The "volume of laws" required to regulate a complex modern society is far greater than that required for the US 200+ years ago. Thats why successful nations use rule-making agencies to regulate commerce, environmental protection, workplace safety, etc. Expecting the legislature to do it all is just not going to scale - which I suspect is the objective. The people behind these decisions want an overloaded, ineffectual legal system because that creates the best conditions for unrestricted accumulation of wealth and power.


I think you're missing the ideological motivation. It's all about ensuring a healthier system of checks and balances. When courts are forced to defer to unelected bureaucrats, they serve basically no purpose - yet our entire legal system is supposed to be predicated on checks and balances at all levels. By returning the ability of courts to hear and legally judge the merits of law, at their discretion, you help maintain an overall healthier system of checks and balances.

It all comes down to centralization vs decentralization. In a completely decentralized system you will never have an amazing outcome, because there will always be plenty of people doing stupid things - this includes judges. Yet you will also never have a horrible system, for basically the same reason - there will always be plenty of people doing 'smart' things. By contrast, centralized systems can yield a complete utopia under the oversight of socially motivated, intelligent, and highly capable leadership. Yet they can also yield the most unimaginably horrific dystopias under self centered, foolish, and incapable leadership.

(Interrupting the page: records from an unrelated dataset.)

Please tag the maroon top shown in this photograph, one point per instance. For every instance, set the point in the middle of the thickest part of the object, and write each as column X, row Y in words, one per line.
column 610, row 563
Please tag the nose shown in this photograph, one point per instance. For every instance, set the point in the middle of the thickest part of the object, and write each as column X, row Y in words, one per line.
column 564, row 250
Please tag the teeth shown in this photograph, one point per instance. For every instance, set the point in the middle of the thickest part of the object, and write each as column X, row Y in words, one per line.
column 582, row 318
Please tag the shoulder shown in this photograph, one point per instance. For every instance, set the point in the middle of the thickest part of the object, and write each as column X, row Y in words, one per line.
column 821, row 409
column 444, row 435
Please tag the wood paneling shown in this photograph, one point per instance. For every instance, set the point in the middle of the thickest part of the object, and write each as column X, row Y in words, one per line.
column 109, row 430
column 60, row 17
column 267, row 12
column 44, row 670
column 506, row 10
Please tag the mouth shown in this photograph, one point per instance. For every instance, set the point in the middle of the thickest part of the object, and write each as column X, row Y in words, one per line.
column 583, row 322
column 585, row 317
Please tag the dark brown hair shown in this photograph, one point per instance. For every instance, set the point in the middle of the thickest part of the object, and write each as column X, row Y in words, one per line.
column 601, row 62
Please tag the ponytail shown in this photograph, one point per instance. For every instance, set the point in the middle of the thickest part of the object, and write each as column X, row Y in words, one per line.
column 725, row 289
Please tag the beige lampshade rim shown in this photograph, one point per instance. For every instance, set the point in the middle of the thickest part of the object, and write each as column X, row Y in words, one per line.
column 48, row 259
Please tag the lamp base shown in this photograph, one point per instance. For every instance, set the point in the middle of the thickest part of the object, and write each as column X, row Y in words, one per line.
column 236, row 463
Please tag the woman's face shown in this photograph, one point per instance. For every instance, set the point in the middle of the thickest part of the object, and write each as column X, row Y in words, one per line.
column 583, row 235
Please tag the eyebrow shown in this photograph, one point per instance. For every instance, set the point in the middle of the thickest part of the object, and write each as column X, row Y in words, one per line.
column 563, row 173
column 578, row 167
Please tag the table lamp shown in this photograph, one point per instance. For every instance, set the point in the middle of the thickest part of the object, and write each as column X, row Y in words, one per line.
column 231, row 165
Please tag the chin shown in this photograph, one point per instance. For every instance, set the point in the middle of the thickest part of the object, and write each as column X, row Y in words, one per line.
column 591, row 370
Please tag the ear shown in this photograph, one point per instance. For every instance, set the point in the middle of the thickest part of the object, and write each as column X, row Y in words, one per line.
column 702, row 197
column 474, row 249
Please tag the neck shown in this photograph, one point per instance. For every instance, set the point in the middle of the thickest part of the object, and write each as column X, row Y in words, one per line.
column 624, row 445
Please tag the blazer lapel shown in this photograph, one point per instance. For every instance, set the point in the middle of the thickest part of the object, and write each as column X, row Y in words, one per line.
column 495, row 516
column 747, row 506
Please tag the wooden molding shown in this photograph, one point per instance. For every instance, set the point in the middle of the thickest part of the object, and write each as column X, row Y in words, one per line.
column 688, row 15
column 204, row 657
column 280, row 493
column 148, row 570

So which does one prefer? In the end I suspect this is one of those issues where we all think other people think the same, but they most certainly do not. I personally could not imagine anything other than a system decentralized, to its greatest extremes, in every way imaginable. Because if I look at the political types of modern times "socially motivated, intelligent, and highly capable" are not generally the first words that come to mind.


> The "volume of laws" required to regulate a complex modern society is far greater than that required for the US 200+ years ago.

I'm not going to get into debating this directly, but please be aware that arguments about the complexity of society are ideological in nature. It's not a simple factual matter on which there's widespread agreement. Many conservatives don't even agree with the premise that society has such a thing as complexity, or if it did that there's a higher level today than in the past.


Excellent. Deregulate then. That's the desired effect of this anyway.


The desired effect is to break the federal government so states that want to e.g. pollute the environment and leave the poor uneducated can do so without interference.